Antes de 1992, a maioria dos experimentos concluía que as pessoas acompanham os textos em telas mais lentamente e memorizam menos conteúdo. Com a melhora na resolução de equipamentos de todos os tipos, porém, apareceram resultados mais variados.
Pesquisas recentes sugerem que embora a maioria ainda prefira o papel – especialmente quando precisam se concentrar por muito tempo –, o comportamento está mudando. Atualmente nos Estados Unidos, os e-books representam 20% de todos os livros vendidos para o público em geral. Segundo a 3ª edição da pesquisa Retratos da leitura no Brasil, realizada em 2012 pelo Ibope Inteligência, o país já tem 9,5 milhões de leitores de e-books, aproximadamente 5% da população.
Apesar de a tecnologia estar cada vez mais popular e acessível, a maioria dos estudos publicados desde o início da década de 90 confirma as conclusões anteriores: o papel ainda oferece vantagens sobre a tela como meio de leitura.
Reunidos, experimentos em laboratório, pesquisas e relatórios de consumo indicam que equipamentos digitais impedem as pessoas de navegar textos longos de modo efetivo e podem sutilmente inibir a compreensão.
Comparada ao papel, a tela pode exigir mais recursos mentais enquanto lemos e dificultar a fixação de lembranças sobre o que lemos. Conscientemente ou não, as pessoas se aproximam dos computadores e tablets com um estado mental menos aberto ao aprendizado que com o papel. Os e-readers também não conseguem reproduzir a experiência tátil da leitura em papel – e muitos se sentem desconfortáveis com isso.
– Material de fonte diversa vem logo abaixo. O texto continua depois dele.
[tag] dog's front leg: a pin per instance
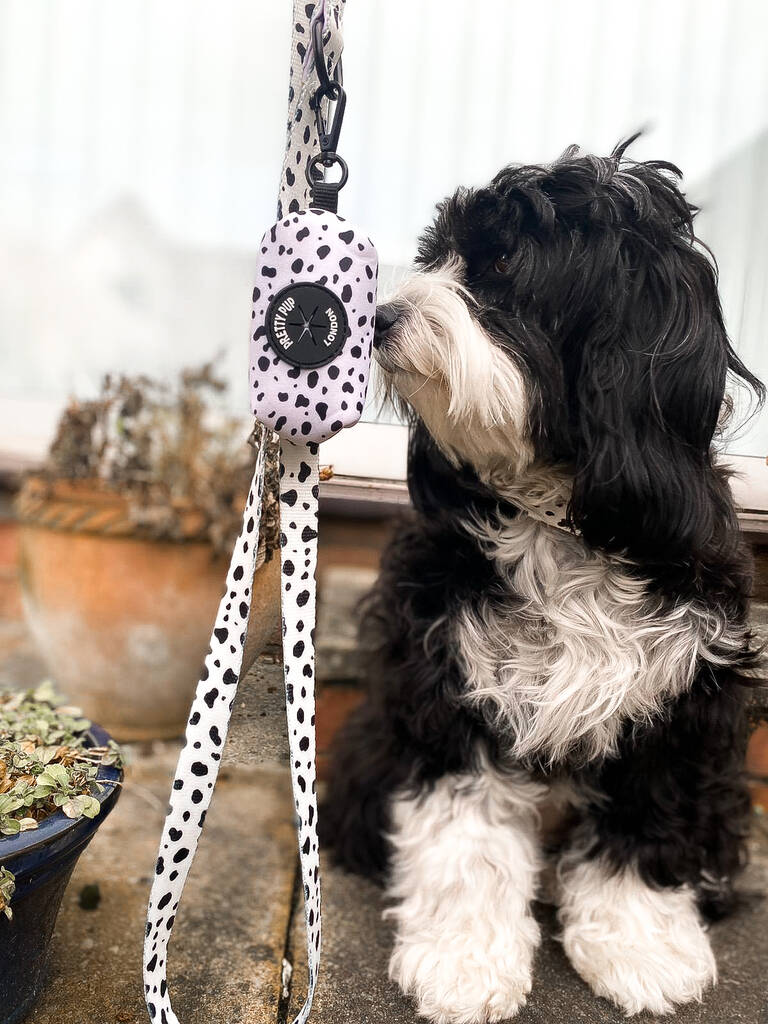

Trocando em miúdos Machado no papel e Machado no tablet não são o mesmo Machado. O de tinta se imprime na lembrança; o de pixel passa ao largo da memória e, entre a publicidade, as abas e os links, some como fantasma entre fantasmas.
Não que ler nas telas eletrônicas seja sempre uma tragédia. É que cresce a turma de cientistas avisando que o cérebro prefere guardar texto folheado, tocado, cheirado. A tela que imita papel e tinta, vantagem de leitores de e-books como o Kindle, já evoluiu a ponto de ombrear o material impresso em testes de velocidade e precisão de leitura, mas ainda come poeira nos quesitos compreensão e memória. Em 2002, pesquisadores das universidades britânicas de Plymouth e Bristol sugeriam que lembramos melhor daquilo que lemos em papel.
Dois anos depois, psicólogos das universidades suecas de Karlstad e Gothenburg emendaram: monitores eletrônicos são lanternas de estresse, e rolar páginas virtuais distrai mais do que virar páginas reais. Ainda em 2004, um estudo da universidade francesa de Bretagne-Sud apontava que o e-book “dificulta a recordação de informação assimilada”, enquanto o papel “tende a facilitá-la”.